Which I did. I still hadn't had him tested for ADHD and was in denial about it. It was like living with the Tazmanian Devil. For reals. I did a lot of spanking and screaming. And it did nothing for Dylan.
This book really was such a revelation. One of its basic tenets is that you don't need to have these big, emotional scream-fests when you're punishing your kid or trying to teach your kid. They broke the rules, and this is their consequence. Badda-bing, badda-boom. No need to get all charged up - that's counterproductive. No need to lecture - kids don't listen to lecturing. They're capable of knowing what they did wrong, and they need to learn how to not repeat the behavior again by themselves.
And it really has helped. For instance, my kids have always been terrible eaters. What I specifically remember Love and Logic teaching me is that, if the child doesn't eat his dinner, say, "That's your decision not to eat your dinner. But you can't have any snacks or drinks clear until breakfast tomorrow morning. If you'd rather go hungry all night instead of eating dinner with us, that's your choice." And then you stick with it.
I also mentally applauded when I read certain things, like, for instance, the idea of not being a "Helicopter Parent" - hovering around, swooping in to save the day when your kid forgets his homework, or if your kid gets a bad grade, marching in and demanding extra credit from the teacher to make up for what your kid just plain old didn't do. I wanted to drive back to where I had taught junior high, and throw this book into a few parent faces that I had dealt with who were major, major Helicopter Parents.
Nat called me soon after we got back from China and said, "Hey, they're having a Love and Logic class for free at the library for six weeks; let's sign up!" I readily agreed and went with her every week.

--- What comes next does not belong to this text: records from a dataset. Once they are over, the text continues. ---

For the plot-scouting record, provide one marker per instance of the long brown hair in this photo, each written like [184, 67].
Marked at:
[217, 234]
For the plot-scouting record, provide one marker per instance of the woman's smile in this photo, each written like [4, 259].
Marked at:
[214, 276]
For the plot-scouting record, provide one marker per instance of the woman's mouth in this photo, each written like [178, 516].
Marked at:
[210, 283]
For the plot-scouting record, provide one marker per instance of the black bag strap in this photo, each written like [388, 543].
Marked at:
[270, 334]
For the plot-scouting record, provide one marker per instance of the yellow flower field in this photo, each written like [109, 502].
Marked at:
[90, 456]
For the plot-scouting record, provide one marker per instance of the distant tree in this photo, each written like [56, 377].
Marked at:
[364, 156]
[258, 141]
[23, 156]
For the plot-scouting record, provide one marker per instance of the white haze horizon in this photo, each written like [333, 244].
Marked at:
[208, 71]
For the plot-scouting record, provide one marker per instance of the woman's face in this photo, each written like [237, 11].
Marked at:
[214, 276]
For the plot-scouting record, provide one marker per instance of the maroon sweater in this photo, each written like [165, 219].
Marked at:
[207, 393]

We dragged our husbands along, and our parents very, very kindly watched our kids for us.
I felt like an old pro at Love and Logic, but there were a few things that stood out to me in class that I had forgotten from my reading. And they're worth noting:
1. Don't remind your child to do their chore/homework. If you remind him, you're telling him that you don't think him capable of remembering, and you're taking the responsibility on yourself instead of leaving it on his shoulders. I needed to hear this. I'm really bad at badgering/reminding my kids about stuff.

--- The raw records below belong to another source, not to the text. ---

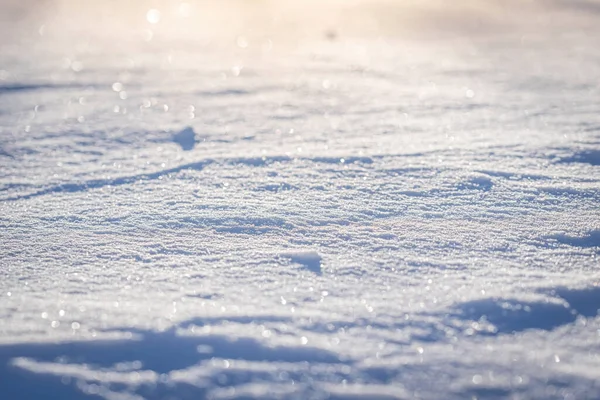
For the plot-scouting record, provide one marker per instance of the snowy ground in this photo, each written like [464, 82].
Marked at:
[372, 201]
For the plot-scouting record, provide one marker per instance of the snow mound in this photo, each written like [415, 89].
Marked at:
[310, 259]
[185, 138]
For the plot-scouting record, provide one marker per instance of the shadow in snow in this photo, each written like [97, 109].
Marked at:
[512, 315]
[591, 239]
[143, 365]
[585, 156]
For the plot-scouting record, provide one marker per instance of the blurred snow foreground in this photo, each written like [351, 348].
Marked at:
[299, 200]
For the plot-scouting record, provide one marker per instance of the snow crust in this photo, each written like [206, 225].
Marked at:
[356, 211]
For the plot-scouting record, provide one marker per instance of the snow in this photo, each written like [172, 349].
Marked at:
[375, 200]
[309, 259]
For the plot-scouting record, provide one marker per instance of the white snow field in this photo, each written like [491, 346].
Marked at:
[299, 200]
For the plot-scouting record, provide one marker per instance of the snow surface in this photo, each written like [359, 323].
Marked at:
[380, 200]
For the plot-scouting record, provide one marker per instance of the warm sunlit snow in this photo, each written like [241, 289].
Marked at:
[288, 200]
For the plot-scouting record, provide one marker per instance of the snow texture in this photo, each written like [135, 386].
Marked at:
[258, 200]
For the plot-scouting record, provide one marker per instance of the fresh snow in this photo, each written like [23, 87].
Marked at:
[299, 200]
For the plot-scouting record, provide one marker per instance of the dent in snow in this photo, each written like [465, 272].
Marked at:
[185, 138]
[310, 259]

2. Don't be sarcastic. Another big problem for me. When your kid can't go to his friend's birthday party because he didn't finish his chores, and he's whining at you and mad at you and is trying to wear you down into letting him go, don't say, "Wow, that is soooooooooooooooo sad...." And don't say, "I told you that you couldn't go to the party until your chores were done!" You have to really pretend you're sad for them, but stick to your guns: "That is a huge bummer. I hate when I can't do fun things because I didn't get my chores done." When you empathize with them, then they are mad at the appropriate thing - themselves - instead of at YOU.
3. When your kid is in time out, and you release them from time out, don't tell them why they were in time out. It shows them that you don't think they're smart enough to figure it out. And don't lecture. Give them hugs and move on.
4. Don't give warnings. First infraction, and they're done. When your kids start bickering, instead of saying, "If you don't stop bickering, I'll....", just dismiss them. First time. "Feel free to work this out in your bedroom, guys. You're hurting my ears." The end. Don't try to figure out who started it, etc. In real life, you don't get five warnings. The first time you mess up, you get a consequence. And that's that. Love and Logic is all about teaching your kids about consequences so that they're prepared for the real world.
5. Model taking care of yourself. Show them that their negative decisions will affect them, but NOT you. Let them know that, if they get thrown in jail for bad decisions, you won't use the family money to bail them out. You love them, but "our family doesn't work that way."
6. If you keep "rescuing" kids when they're young, they'll expect it when they're older and their decisions carry heavier consequences.
7. Use enforceable statements. Instead of, "Don't talk to me in that tone of voice!" Say, "I'll be glad to listen when your voice is as soft as mine." Or, "I'll be happy to take you to the baseball game as soon as I feel like I'm being treated with respect."
It was a really great refresher course, and the teachers were so. cool. I kept finding myself wishing that they were my friends. :) Hahaha! It's a husband/wife teaching team, and the husband is a principal at a local junior high school. He had lots of good examples and stories to tell us - he uses Love and Logic at his school.
I should seriously just always take this course. Once a week, for the rest of my life. Because it's easy to fall back into old patterns. It was nice to go once a week and get fortified for the upcoming week and to get reminders of what you should and should not do. It was great. Thanks, Nat, for suggesting it!